For a moment, I wanted to shut down everything. Remove the apps from my phone too. Taking breaks is healthy. We call people who go off the grid unhealthy, though.
In no way is this depressive; it’s the catalyst for the new reality: the striving to stay real, authentic, and vulnerable in the land of excess. The excess attacks our egos of desire and want. The paradox of want, it can be a need. A real need is not a want.
Look At Me. Read This. Watch This.
I must ask myself ‘what is the value in sharing this’?
It’s not that I don’t have something to offer, I haven’t wanted to show up. My cop-out is telling myself you’ve read it before, I can’t express it better.
I think my music lyrics are cheesy and over thought, trying too hard, and I’ve been throwing away sheets of script.
I’m not sorry I don’t want to play the game of oversexed Instagram poster or youtube singer of popular cover songs du jour, just so I get more attention to anything. I resent those who do. I never wanted to, and why would I switch gears now…Regarding my music especially, I keep thinking ‘if the passion were here, if the fire were burning enough’…that’s just beating myself up. It is or it isn’t. I’m sharing as much as I am prepared to right now.

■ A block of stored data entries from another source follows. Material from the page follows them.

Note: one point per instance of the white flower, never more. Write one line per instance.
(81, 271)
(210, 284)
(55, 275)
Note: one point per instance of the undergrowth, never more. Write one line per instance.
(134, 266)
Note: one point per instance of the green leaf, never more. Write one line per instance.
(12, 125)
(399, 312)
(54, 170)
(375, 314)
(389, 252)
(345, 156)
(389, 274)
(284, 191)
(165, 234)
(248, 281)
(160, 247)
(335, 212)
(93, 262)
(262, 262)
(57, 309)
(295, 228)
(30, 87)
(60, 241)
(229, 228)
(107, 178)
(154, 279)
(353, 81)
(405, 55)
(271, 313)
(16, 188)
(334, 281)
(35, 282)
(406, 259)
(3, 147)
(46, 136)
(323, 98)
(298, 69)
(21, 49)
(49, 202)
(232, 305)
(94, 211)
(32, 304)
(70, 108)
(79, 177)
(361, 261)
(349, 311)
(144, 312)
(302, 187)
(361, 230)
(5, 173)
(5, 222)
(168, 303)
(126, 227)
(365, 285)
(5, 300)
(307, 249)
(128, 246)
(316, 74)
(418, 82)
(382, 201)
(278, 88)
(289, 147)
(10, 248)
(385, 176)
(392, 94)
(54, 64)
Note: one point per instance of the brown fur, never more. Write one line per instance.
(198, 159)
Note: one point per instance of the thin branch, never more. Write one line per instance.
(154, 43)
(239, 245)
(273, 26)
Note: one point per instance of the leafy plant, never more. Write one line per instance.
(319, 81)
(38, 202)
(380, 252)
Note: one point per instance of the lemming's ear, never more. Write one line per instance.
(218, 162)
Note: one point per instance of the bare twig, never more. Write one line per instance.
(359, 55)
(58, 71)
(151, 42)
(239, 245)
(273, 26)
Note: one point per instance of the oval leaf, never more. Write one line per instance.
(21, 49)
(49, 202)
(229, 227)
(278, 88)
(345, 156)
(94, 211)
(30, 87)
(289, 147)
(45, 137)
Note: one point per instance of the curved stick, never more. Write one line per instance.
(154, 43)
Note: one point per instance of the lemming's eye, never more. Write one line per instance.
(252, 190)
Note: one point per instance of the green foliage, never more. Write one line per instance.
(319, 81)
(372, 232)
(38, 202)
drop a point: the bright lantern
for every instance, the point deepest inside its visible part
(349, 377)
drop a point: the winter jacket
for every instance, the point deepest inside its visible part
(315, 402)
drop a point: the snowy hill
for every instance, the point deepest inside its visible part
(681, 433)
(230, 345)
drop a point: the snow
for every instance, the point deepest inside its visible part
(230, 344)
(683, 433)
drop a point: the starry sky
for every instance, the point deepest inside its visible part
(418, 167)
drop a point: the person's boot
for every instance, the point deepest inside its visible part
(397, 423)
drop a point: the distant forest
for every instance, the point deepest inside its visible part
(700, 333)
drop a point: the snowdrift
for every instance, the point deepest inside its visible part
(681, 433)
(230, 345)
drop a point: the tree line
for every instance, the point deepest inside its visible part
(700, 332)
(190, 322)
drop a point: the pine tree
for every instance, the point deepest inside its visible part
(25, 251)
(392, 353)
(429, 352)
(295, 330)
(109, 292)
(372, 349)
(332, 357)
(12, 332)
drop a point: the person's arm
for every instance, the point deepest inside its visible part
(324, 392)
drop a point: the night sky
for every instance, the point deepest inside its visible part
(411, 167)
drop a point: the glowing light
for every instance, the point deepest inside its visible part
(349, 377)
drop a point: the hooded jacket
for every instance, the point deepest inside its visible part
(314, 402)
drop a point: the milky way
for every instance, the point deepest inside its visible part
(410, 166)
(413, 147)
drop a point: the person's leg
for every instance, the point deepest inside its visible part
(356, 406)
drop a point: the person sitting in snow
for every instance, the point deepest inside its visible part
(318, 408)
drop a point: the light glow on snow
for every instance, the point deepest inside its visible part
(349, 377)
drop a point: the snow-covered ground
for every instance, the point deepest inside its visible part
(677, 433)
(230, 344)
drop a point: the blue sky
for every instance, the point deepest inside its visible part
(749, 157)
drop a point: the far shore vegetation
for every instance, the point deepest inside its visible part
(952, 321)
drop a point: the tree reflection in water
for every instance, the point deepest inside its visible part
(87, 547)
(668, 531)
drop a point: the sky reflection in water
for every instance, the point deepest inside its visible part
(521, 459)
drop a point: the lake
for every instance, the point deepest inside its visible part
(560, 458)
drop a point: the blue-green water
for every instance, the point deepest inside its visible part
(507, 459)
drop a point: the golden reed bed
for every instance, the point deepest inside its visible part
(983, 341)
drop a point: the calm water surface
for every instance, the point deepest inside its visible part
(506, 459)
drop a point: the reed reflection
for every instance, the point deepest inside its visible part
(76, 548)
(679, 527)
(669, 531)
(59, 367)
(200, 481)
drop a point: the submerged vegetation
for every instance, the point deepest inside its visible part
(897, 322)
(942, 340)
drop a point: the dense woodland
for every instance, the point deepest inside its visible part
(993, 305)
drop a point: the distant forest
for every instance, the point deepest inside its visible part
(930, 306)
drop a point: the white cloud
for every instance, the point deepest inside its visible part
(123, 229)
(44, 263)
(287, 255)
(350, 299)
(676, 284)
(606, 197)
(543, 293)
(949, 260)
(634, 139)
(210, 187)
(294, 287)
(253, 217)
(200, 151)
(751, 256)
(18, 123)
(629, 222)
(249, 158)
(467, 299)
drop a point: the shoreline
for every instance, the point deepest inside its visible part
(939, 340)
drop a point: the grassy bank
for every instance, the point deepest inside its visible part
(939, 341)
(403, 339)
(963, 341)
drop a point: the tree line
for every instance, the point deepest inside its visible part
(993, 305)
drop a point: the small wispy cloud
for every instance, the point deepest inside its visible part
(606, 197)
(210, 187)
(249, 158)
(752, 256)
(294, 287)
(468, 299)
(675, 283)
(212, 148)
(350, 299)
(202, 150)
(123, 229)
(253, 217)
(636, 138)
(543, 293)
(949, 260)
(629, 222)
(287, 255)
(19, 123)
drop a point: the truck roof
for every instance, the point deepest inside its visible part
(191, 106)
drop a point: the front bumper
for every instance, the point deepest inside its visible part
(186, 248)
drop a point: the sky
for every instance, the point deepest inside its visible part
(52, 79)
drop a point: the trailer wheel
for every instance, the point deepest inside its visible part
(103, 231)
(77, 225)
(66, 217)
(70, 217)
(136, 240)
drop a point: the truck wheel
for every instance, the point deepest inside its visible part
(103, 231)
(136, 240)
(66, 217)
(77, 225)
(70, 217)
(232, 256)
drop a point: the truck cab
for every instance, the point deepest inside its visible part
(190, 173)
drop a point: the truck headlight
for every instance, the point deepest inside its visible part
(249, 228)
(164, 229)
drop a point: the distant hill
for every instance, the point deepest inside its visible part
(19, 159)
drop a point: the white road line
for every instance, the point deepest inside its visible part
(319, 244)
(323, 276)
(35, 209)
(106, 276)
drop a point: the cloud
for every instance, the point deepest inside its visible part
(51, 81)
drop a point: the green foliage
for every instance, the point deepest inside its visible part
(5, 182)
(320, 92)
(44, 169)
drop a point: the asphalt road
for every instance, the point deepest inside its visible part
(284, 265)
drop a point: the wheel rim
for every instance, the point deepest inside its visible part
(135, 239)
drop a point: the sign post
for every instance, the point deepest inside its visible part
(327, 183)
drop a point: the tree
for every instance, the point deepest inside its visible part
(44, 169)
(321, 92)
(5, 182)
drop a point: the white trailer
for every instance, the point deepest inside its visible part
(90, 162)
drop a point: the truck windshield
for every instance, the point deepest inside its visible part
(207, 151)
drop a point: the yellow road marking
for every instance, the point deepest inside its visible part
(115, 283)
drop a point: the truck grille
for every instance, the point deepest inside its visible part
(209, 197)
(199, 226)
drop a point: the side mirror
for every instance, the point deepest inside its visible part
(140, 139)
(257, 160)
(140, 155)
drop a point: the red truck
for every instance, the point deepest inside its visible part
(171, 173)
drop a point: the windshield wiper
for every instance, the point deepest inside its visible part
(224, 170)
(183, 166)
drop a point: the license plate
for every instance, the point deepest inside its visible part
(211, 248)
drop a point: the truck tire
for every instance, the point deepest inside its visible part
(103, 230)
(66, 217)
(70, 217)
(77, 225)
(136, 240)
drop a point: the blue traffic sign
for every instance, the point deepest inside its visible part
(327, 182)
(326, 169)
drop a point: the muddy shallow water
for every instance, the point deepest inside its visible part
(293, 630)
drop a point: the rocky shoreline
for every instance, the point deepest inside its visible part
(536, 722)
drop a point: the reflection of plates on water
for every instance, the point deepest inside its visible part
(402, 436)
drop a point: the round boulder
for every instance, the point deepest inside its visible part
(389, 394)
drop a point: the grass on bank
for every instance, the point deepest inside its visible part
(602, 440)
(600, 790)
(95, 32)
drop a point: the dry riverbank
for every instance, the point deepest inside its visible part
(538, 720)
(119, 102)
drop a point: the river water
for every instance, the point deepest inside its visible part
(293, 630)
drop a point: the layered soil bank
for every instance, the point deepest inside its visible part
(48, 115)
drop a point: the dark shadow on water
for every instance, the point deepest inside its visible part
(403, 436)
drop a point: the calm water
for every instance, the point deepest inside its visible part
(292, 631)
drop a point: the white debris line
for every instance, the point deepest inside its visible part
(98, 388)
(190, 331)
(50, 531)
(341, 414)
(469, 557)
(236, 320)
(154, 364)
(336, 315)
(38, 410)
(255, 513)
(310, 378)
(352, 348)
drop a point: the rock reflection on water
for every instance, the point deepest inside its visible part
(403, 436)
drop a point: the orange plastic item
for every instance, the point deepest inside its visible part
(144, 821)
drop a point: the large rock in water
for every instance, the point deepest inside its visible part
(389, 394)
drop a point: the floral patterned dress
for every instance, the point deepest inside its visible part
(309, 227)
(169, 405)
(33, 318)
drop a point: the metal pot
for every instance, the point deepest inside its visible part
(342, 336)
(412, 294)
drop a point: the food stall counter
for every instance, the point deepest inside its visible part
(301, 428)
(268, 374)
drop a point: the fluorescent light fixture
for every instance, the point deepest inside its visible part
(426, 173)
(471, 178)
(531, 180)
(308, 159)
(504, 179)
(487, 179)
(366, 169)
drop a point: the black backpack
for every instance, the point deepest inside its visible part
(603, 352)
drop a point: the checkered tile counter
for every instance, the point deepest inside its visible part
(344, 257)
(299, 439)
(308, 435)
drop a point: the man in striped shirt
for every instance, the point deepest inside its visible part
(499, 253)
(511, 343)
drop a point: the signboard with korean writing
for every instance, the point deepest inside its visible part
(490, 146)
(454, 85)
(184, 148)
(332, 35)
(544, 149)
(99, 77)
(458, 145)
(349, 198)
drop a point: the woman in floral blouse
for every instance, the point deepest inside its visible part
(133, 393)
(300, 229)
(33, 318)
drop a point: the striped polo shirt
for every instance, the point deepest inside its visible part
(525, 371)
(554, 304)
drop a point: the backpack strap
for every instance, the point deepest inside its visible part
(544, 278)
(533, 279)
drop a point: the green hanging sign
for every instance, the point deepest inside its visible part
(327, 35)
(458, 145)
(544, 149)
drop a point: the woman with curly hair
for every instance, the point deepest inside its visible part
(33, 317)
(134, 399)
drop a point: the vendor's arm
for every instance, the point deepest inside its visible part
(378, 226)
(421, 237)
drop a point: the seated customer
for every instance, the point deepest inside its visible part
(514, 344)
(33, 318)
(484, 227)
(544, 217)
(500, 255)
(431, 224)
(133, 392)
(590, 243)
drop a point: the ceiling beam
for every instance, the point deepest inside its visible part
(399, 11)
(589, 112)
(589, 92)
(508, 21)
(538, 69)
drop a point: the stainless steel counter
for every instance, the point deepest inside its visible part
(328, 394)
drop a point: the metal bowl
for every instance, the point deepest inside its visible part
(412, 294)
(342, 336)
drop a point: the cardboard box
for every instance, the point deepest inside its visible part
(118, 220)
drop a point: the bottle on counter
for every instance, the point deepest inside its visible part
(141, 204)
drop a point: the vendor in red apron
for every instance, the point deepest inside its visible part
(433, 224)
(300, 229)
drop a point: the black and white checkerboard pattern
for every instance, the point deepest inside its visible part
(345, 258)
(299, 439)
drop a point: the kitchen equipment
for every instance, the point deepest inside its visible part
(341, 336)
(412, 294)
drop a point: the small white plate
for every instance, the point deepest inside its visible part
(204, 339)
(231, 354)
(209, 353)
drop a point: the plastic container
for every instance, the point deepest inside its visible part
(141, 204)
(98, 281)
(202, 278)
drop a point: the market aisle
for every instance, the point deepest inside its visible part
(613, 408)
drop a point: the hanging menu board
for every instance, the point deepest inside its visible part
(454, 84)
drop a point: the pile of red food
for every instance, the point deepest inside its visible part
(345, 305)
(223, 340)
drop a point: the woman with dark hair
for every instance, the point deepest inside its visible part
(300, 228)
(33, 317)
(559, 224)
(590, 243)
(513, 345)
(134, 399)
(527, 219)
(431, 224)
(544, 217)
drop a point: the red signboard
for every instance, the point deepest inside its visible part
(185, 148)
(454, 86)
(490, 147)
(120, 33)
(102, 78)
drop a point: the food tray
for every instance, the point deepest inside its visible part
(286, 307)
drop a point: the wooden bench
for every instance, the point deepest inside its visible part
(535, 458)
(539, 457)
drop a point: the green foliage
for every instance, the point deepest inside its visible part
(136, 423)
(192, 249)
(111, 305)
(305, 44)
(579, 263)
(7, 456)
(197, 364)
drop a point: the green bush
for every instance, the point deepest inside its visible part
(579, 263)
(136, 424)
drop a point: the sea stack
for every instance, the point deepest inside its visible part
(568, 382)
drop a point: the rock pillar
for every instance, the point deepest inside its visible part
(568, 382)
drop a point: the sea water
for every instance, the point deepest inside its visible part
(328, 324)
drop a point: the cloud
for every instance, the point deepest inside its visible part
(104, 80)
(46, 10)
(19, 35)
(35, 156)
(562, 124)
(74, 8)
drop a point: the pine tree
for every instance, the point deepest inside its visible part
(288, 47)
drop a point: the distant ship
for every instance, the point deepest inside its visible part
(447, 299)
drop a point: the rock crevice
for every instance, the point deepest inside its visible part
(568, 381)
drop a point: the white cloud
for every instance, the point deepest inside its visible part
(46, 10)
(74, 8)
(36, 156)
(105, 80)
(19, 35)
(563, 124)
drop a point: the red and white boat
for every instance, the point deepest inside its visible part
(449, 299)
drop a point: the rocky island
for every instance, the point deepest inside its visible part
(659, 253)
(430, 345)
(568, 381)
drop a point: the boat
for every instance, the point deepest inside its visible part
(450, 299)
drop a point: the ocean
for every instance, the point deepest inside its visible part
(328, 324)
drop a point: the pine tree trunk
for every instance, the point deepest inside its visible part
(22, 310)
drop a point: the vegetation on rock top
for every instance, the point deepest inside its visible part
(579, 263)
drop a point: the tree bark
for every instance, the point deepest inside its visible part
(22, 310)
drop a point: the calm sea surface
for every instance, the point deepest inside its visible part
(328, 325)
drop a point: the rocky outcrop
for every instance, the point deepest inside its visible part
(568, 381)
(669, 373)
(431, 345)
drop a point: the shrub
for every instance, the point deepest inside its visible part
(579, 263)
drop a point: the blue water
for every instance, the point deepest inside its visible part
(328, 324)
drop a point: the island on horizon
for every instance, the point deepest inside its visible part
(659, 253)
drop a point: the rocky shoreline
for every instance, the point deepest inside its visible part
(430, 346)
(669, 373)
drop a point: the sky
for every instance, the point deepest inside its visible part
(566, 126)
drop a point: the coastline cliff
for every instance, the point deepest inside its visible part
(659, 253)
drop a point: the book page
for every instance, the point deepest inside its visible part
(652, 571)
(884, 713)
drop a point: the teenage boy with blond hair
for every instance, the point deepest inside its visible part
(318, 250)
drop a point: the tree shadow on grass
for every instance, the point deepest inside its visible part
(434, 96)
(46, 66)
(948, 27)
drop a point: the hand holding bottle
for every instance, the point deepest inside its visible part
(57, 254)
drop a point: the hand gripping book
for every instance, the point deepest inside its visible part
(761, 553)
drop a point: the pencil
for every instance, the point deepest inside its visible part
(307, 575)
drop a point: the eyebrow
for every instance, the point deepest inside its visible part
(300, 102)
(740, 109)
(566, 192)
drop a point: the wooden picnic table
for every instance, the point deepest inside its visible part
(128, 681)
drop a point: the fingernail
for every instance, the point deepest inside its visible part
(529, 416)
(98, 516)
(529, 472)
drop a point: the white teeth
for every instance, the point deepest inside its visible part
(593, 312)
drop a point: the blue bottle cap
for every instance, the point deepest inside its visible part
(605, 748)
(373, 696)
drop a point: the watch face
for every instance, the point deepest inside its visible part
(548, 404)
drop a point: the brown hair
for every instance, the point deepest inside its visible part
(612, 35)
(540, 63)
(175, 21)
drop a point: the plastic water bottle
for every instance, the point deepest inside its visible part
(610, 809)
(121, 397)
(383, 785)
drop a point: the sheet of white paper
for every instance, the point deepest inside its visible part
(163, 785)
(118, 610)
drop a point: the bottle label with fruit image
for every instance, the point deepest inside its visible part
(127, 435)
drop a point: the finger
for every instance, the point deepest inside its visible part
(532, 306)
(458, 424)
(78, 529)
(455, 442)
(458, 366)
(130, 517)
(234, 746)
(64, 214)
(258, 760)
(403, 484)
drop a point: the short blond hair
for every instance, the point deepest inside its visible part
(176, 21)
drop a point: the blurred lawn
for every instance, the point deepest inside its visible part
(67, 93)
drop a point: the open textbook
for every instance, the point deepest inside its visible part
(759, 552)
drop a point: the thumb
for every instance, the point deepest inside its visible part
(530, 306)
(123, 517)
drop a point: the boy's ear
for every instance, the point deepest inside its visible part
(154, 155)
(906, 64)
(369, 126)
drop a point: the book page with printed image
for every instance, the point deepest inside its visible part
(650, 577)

We make time for priorities. There is always time. And time is always an excuse.
I will only be as much as I want to be in any given moment. I will show up for 15 minutes or not at all.
“Perfection is not when there is no more to add, but no more to take away.” – Antoine de Saint-Exupéry
Congratulations! After exactly a month of not posting, you have successfully been reminded of my existence AND you made it to the end of this post, which means my thanks to you is extremely heartfelt.